Searchers found only one survivor on Friday, a day after rescuing 246 people from the MV Rabaul Queen, Prime Minister Peter O'Neill said.
The ferry sank Thursday morning in rough seas. O'Neill said bad weather forced rescuers to abandon their search early Friday, but it would resume Saturday. He refused to say whether any bodies had been recovered.
Capt. Nurur Rahman, rescue coordinator for the National Maritime Safety Authority, said he had not given up hope of finding more survivors.

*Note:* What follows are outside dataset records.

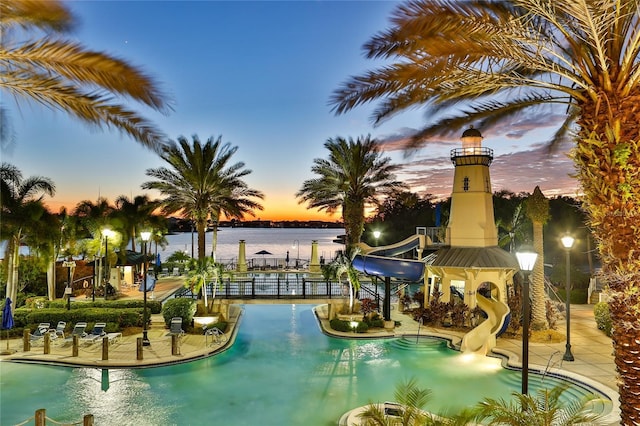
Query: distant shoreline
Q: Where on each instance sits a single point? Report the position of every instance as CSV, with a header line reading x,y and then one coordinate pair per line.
x,y
184,225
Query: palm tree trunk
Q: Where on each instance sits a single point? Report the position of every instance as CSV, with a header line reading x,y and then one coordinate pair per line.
x,y
10,282
539,303
353,216
214,241
15,262
51,279
201,228
608,162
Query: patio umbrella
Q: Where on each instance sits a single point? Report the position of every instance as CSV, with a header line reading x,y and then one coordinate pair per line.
x,y
263,253
7,318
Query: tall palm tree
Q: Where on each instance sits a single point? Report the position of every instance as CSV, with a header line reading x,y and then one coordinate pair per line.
x,y
354,175
343,265
200,181
235,201
21,209
506,59
546,408
63,75
537,210
133,215
94,218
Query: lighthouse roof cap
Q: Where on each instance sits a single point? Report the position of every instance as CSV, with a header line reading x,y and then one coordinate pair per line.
x,y
471,132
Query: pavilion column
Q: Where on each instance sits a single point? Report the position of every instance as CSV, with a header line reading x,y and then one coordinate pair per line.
x,y
242,257
314,266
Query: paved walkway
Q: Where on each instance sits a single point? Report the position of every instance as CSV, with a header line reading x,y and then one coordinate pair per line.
x,y
592,350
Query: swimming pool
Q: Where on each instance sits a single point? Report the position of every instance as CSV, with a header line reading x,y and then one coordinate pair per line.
x,y
281,370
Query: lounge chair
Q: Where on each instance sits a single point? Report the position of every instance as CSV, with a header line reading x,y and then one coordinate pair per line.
x,y
38,335
217,336
176,327
96,334
59,331
78,330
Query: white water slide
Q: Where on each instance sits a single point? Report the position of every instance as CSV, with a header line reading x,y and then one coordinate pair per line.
x,y
483,338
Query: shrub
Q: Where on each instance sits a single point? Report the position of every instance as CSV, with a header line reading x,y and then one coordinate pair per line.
x,y
340,325
155,306
362,327
418,297
179,307
405,301
368,306
603,317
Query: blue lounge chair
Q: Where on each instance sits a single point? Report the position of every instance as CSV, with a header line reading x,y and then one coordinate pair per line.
x,y
176,327
78,330
38,335
59,331
96,334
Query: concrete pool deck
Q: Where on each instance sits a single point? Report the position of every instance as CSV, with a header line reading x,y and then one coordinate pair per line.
x,y
592,349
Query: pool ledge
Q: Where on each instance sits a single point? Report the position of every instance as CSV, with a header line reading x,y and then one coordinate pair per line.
x,y
123,353
510,359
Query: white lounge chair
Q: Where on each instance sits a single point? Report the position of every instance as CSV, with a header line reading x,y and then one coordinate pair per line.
x,y
96,334
38,335
175,327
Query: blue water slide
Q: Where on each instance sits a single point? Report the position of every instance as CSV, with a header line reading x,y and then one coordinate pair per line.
x,y
394,249
378,261
404,269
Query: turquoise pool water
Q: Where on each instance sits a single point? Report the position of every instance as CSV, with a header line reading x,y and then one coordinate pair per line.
x,y
281,371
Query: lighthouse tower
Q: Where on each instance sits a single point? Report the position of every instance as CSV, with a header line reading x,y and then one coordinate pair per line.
x,y
471,220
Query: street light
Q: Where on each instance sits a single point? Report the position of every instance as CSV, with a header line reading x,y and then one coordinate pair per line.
x,y
376,235
567,242
526,259
106,233
296,244
145,237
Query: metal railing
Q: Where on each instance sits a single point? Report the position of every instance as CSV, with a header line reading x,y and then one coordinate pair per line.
x,y
291,287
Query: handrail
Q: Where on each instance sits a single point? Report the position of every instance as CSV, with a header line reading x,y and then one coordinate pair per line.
x,y
550,287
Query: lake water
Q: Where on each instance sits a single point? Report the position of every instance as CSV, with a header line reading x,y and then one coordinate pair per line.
x,y
281,370
276,241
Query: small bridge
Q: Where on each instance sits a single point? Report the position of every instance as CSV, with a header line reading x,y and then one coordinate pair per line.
x,y
287,289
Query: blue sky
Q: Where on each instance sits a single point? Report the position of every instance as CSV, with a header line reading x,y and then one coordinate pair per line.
x,y
260,74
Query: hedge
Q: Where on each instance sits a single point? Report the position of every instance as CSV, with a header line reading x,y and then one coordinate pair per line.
x,y
345,326
155,306
182,307
603,317
116,319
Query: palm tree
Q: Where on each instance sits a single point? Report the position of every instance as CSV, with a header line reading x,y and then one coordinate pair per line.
x,y
21,210
132,215
341,265
413,399
506,59
537,209
65,76
201,181
234,202
94,218
545,409
354,175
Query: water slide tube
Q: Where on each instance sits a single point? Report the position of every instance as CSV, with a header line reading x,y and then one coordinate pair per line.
x,y
483,338
378,261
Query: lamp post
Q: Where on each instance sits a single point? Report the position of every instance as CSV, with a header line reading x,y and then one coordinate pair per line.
x,y
526,260
106,233
376,235
145,235
567,242
296,244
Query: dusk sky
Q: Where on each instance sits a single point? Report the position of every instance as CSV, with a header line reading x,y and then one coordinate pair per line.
x,y
260,74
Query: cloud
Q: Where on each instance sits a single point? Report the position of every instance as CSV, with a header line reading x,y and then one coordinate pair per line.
x,y
534,123
516,172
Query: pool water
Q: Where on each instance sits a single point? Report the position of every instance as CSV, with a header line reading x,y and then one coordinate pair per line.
x,y
281,370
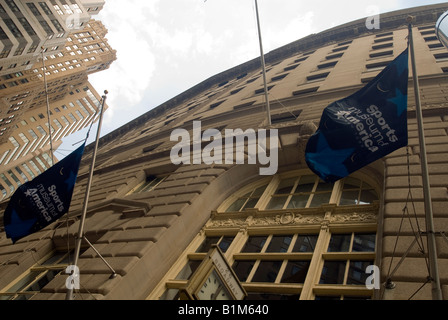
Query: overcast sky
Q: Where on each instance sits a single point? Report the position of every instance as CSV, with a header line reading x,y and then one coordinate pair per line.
x,y
166,47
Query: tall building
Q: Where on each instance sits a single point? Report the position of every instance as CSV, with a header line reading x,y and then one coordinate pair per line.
x,y
61,79
287,235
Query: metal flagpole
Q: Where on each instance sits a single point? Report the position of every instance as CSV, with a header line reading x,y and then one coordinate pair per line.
x,y
430,234
263,64
48,106
81,237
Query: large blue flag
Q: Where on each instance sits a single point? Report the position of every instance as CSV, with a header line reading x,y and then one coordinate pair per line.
x,y
39,202
363,127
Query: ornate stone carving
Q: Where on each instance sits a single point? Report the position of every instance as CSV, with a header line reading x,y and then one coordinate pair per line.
x,y
291,218
353,217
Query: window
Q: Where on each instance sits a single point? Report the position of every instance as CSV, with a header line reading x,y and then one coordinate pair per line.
x,y
248,200
300,249
317,77
150,184
302,192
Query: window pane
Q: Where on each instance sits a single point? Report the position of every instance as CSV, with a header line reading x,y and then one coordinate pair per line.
x,y
251,203
357,272
277,203
254,244
333,272
43,281
285,186
279,244
305,243
243,269
271,296
352,183
236,206
259,191
24,282
349,198
368,196
364,243
320,198
322,186
267,271
295,272
339,243
299,201
188,270
306,184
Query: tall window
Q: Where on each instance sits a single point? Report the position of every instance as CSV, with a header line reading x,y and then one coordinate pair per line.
x,y
290,236
36,278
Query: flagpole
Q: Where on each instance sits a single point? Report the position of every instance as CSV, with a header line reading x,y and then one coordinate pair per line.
x,y
430,233
263,65
69,295
48,106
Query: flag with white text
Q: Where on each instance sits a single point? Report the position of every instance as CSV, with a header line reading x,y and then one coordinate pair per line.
x,y
364,127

"I do not presume them to be dead yet," Rahman told Australian Broadcasting Corp.
Rony Naigu, a National Maritime Safety Authority official, told ABC that about 100 people are thought to have been trapped inside when the ship was hit by three large waves and sank.
"The sea was really rough, windy, big waves. The boat tilted once, then twice, then three times and it went over," said Alice Kakamara, who was recovering in a hospital Friday after inhaling toxins during the sinking.
"There was oil everywhere," she said.
Kakamara said she might not have survived had she not been with her 11-year-old nephew, who urged her not to give up. They found a lifeboat, but it too was sinking. She said she put the boy on another boat and later heard from relatives that he is OK.
The ferry's owners, Papua New Guinea-based Rabaul Shipping Co., said there had been 350 passengers and 12 crew aboard the 22-year-old Japanese-built ferry when it went down while traveling from Kimbe on the island of New Britain to the coastal city of Lae on the main island. A police official said most of those aboard were students.
"We are stunned and utterly devastated by what has happened," managing director Peter Sharp said in a statement.
The company said the cause of the disaster remained unclear, but National Weather Service chief Sam Maiha told Papua New Guinea's Post-Courier newspaper that shipping agencies had been warned to keep ships moored this week because of strong winds.
By nightfall Thursday, 246 survivors had been rescued by merchant ships battling 16-foot (5-meter) swells and 45 mph (75 kph) winds at the disaster scene, the Australian Maritime Safety Authority said.
Capt. Rahman said the sea temperature was above 68 degrees Fahrenheit (20 degrees Celsius) _ warm enough for people to survive for an extended period.
He said most of those rescued had been wearing life jackets.
He said the 155-foot (47-meter) ferry sank in 3,300-foot (one-kilometer) deep water, making it difficult to determine whether bodies were trapped inside.
The survivors were delivered to Lae, the South Pacific country's second-largest city, by five ships early Friday, said the AMSA, which is assisting Papua New Guinea authorities with the rescue.
"None of them had sustained any real injuries. They were pretty cold and miserable," Lae Chamber of Commerce President Alan McLay told Sky News television.
An angry crowd threw stones at the Kimbe office of the shipping company on Thursday night, outraged at a lack of information, police said.
"There were a lot of people crying and then they wanted to know the fate of their loved ones, the people actually who were on board," Kimbe Police Inspector Samson Siguyaru told ABC.
The company said the ferry's captain had made routine radio contact with another vessel before the sinking and gave no indication anything was wrong.
O'Neill, the prime minister, said the cause of the accident was unknown, but acknowledged that safety in the shipping industry was lax.
"We need to bring some safety measures back into this industry," O'Neill told reporters.